Wengki menjelaskan, data yang masuk tersebut selain bersumber dari tim Walhi sendiri, juga langsung dari masyarakat. Data atau informasi tersebut juga disondingkan dengan penegak hukum.
“Setiap data yang masuk setelah dianalisa, kita sondingkan dan kordinasikan dengan Dirkrimsus Polda Sumbar. Hal itu untuk melihat data mana yang tepat,” ucapnya.
Sejauh ini ia menilai, para pelaku tambang emas ilegal melakukan beberapa pola atau modus dengan memanfaatkan ekonomi masyarakat yang lagi sulit, seolah PETI bisa mengatasi persoalan ekonomi.
Namun faktanya, hal itu hanya akal-akalan para pelaku untuk menjadikan tameng, sehingga pemerintah tidak berani bertindak secara langsung.

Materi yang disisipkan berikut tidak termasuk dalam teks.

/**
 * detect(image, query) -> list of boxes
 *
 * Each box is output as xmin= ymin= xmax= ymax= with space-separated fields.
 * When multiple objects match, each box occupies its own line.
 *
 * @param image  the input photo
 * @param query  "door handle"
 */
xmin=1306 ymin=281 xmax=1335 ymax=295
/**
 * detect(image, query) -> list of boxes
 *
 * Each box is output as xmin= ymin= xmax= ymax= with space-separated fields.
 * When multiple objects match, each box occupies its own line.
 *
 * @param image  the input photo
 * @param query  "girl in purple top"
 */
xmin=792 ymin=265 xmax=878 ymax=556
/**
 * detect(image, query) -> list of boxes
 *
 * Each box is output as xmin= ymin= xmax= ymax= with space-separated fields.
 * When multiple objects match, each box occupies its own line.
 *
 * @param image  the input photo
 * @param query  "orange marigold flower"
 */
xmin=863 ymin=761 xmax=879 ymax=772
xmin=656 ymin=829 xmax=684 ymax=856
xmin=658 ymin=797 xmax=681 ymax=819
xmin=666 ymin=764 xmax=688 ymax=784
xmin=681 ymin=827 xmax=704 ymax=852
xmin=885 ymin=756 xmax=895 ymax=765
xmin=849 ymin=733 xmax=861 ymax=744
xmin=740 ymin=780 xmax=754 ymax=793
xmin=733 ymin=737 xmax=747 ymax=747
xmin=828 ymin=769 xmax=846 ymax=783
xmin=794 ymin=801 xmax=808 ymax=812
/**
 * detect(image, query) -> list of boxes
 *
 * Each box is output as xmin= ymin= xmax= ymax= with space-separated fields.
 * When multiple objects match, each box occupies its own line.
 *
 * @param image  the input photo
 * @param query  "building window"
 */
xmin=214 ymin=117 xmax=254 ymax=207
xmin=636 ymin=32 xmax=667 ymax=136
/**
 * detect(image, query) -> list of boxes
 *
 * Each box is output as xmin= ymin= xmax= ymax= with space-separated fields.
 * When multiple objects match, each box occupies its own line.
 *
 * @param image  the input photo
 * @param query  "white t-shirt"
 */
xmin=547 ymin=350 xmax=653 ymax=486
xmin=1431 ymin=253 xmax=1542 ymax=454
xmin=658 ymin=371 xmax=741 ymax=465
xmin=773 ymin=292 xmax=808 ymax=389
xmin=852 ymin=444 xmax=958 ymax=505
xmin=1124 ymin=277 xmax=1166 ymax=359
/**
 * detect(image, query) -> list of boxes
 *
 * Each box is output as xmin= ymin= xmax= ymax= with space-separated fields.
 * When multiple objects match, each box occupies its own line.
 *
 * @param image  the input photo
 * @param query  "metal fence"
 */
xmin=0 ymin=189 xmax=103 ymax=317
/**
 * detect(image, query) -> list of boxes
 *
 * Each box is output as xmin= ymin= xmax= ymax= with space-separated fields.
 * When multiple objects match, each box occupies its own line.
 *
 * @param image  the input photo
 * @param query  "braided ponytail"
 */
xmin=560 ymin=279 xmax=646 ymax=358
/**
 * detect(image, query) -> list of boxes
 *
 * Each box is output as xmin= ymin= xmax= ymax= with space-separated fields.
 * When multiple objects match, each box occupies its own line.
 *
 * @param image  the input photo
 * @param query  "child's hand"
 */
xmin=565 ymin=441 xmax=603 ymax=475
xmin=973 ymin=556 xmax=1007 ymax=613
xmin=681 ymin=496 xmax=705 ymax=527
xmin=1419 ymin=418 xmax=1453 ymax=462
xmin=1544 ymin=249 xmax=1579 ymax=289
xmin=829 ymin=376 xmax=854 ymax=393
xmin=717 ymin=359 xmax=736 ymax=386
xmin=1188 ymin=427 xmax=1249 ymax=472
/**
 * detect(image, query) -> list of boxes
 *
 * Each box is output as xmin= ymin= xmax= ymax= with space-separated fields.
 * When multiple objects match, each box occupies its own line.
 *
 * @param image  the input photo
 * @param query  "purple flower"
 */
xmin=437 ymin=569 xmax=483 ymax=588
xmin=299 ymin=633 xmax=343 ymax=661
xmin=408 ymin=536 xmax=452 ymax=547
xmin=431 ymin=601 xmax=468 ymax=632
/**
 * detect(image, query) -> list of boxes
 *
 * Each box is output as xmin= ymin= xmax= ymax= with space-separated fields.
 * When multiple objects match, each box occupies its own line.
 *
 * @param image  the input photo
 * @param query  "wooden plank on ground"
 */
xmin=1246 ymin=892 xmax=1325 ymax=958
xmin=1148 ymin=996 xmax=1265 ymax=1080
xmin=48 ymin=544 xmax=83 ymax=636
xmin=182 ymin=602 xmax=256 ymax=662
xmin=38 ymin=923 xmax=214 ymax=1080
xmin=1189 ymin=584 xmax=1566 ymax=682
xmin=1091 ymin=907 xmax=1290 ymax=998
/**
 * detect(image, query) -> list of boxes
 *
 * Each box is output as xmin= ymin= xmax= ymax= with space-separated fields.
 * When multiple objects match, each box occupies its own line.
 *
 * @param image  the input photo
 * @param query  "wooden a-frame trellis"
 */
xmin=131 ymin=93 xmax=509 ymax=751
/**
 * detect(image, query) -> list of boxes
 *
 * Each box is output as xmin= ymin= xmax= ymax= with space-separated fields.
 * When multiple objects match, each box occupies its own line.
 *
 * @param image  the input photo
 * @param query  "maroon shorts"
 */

Pelaku pun bisa lebih leluasa beraktivitas tanpa tersentuh hukum untuk mencari kekayaan.
“Ini menjadi alat negosiasi ditingkat masyarakat yang kita temukan dan ini menjadi tameng bagi pelaku utama, agar bisa melakukan aktivitas bisnis tambang emas ilegal ini,” ujarnya.
Walhi sendiri juga menemukan kesepakatan tertulis seperti di Kabupaten Pasaman dalam menjalankan aktivitas dengan dasar kesulitan ekonomi masyarakat. Kesepakatan tertulis itu dijadikan sebagai dasar untuk mencari alat berat.
Menurutnya, hal itu hampir sama dilakukan dibeberapa daerah lain. Modus ditingkat lapak atau bawah hanya sebagai tameng oleh pelaku utama, namun sesungguhnya hanya akal-akalan belaka.